Thanks Scott, very interesting results. Do you know what nvidia’s intent was with the dp instructions? Are they going to make an sgemm routine that utilizes this, or are they leaving it to people like you?

I think Nvidia’s intent is pretty clear in that the dp instructions were meant for fast deep learning inference (in both cuDNN and cuBLAS). Google just built dedicated 8 bit hardware for the same purpose. It would be interesting to compare the performance of the two. I would expect google’s chip to be lower power but Nvidia likely has a speed edge. Also, the GPU is likely a lot more general purpose and probably is able to implement a wider range of SOTA networks.

But, it’s an interesting challenge to adapt these instructions for training purposes. There are several recent papers on ultra low precision training that indicates that this is possible (and even desirable for added regularization).

Yes, the Google chip looks interesting as well, but I didn’t think they had said what their intent was. The early reports seemed to indicate that it would only be available for Google’s cloud offering, and you would not be able to buy them outright. It did seem disingenuous when Google claimed a 10x speedup over GPUs when they likely didn’t use pascal as a reference, and certainly not the 8 bit instructions. I don’t believe they announced the process size either, but for the volumes they’re making it seems hard to justify the cost of 14nm, but they may not care at all about cost.

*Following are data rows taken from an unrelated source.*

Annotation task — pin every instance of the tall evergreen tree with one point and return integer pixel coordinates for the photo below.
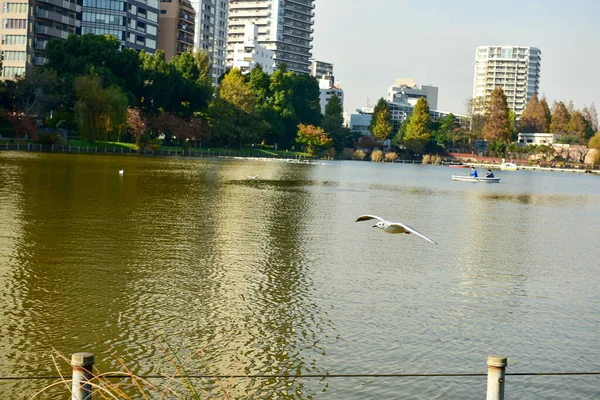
(418, 133)
(560, 118)
(528, 121)
(497, 126)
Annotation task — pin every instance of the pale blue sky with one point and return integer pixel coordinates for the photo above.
(373, 42)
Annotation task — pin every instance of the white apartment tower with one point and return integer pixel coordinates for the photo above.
(249, 54)
(284, 26)
(210, 33)
(516, 69)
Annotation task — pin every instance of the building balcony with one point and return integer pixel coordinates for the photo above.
(37, 60)
(185, 39)
(63, 4)
(300, 27)
(56, 17)
(300, 10)
(46, 30)
(187, 17)
(305, 3)
(302, 20)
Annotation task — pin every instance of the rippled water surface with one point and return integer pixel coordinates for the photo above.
(272, 276)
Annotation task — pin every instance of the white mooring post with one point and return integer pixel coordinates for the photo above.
(496, 369)
(82, 374)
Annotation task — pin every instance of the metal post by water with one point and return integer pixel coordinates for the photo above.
(82, 374)
(496, 370)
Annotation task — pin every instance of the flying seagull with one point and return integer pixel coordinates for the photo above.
(392, 227)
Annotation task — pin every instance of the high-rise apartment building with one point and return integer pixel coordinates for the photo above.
(176, 27)
(516, 69)
(319, 69)
(211, 32)
(28, 25)
(284, 26)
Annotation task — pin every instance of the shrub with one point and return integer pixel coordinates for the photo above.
(359, 155)
(377, 156)
(348, 153)
(391, 156)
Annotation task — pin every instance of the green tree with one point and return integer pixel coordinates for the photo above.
(98, 55)
(497, 125)
(528, 122)
(578, 125)
(185, 64)
(560, 118)
(418, 134)
(398, 139)
(101, 113)
(313, 138)
(202, 60)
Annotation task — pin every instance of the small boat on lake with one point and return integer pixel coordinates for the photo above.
(458, 165)
(467, 178)
(508, 166)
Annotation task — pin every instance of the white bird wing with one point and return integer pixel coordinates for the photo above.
(412, 230)
(368, 217)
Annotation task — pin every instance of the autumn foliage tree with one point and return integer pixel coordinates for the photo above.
(497, 125)
(313, 138)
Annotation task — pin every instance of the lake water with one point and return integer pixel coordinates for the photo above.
(273, 276)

Thanks for the deviceQuery output.
It says that the watchdog kernel timeout killer is enabled. This implies that GP104’s sm_61 does not support compute premption like sm_60’s P100. The P100 whitepaper does promise this for P100 (“both interactive graphics tasks and interactive debuggers can run in concert with long-running compute tasks.”) The GTX 1080 whitepaper discusses preemption in much more detail but does not specifically give the same promise as that lone clear P100 sentence.

It could just be a driver issue, with the hardware supporting the feature but simply not implemented yet.

https://devtalk.nvidia.com/default/topic/938369/cuda-programming-and-performance/cuda-8-errors-when-using-two-1080-gpus-in-multithreading-way/post/4889786/#4889786

Here’s the devicequery using CUDA 8.0 RC’s devicequery. Devicequery from CUDA 6.5 doesn’t support it properly and should be ignored.

Ah, that report does NOT list the watchdog killer enabled. That’s promising, though it may just be that the display at the time was using an IGP and not the GTX 1080.

I’m still wondering if there is a lone fp16x2 unit or if the operations are being emulated/microcoded with ~10-11 fp32 conversion and math ops?

If HFMA2(a,b,c) and HMUL2(a,b) run at the same rate then it’s probably not being emulated.

Hopefully the final CUDA 8.0 docs include an updated throughput table and a Pascal “Tuning Guide”.